Waiting at the station to board the tube on the way to see Bright Eyes, I eavesdropped on a pair of late-teens standing near me. They didnt have tickets and were hoping to score some from a tout.
“Looks like we’re going to get there at exactly 9pm. That’s gonna be too late” said one.
“Maybe he’ll be on late, you know how much of a nutter he is” said the other.
“Yes! He’s a massive druggy!”
“He’s not a druggy…” scoffed the first.
“He’s such a massive druggy!”
I left them to it as I got on the train. But I hoped they made it in to Shepherd’s Bush Empire. These guys had touched on one of the elements that make Conor Oberst the cult figure he is: his myth. The truth is, he’s not very much of a druggy at all at least not these days but it’s stories like this that contributed to selling out the Empire two nights running. The other element is the music, which has become an essential soundtrack to the universal disaffection that is the post 9/11 landscape.
When he last played the UK, in February, he was accompanied by four other musicians only, showcasing material from Cassadaga that the band hadn’t quite grown into.
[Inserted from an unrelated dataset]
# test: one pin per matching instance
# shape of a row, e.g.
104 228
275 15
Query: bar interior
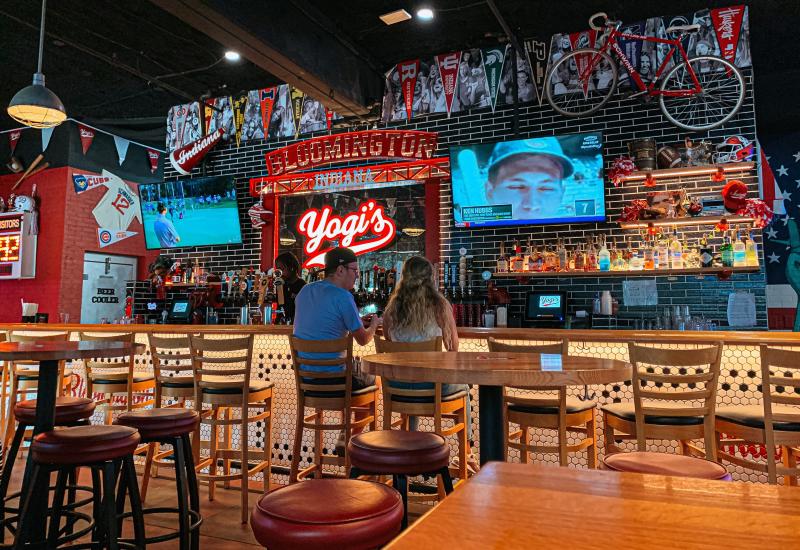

Tonight saw the band perform songs from that penetrating record with a conviction that was missing then, to an audience that now has those weighty epistles etched across its collective brow. In addition, we had strings, woodwind, synths and matching white outfits. “It’s like watching angels play” said my plus one.
Four Winds, Oberst’s apocalyptic hoe-down, is fast becoming a Bright Eyes classic, as is new single When The Brakeman Turns My Way. Oberst’s voice remained tremulous throughout, reaching apoplectic levels of impassioned rage as he spat out Middleman: “The dead can hide beneath the ground and the birds can always fly/But the rest of us to what we must, in constant compromise”.
The gorgeous Lime Tree made the Empire hold its breath, and indeed this gig if nothing else proved that Cassadaga is a watershed release both in Oberst’s career and the lives of the young fans who actually understand what he is saying, rather than see him as an unpredictable ‘druggy’.
That said, the best moments came from earlier albums. I’m Wide Awake It’s Morning was represented by At The Bottom Of Everything, a rocky, up-tempo version of Lua, but sadly no Road To Joy. In its place as Oberst’s ‘I’m gonna break stuff’ track was Digital Ash In A Digital Urn’s I Believe In Symmetry, thus far Oberst’s greatest song, thanks to its soaring refrain: “The instinct of the blind insect/Who never thinks not to accept its fate/That’s faith, there’s happiness in death.” He knocked over an amp at the end of the song and trudged off stage, having made his point.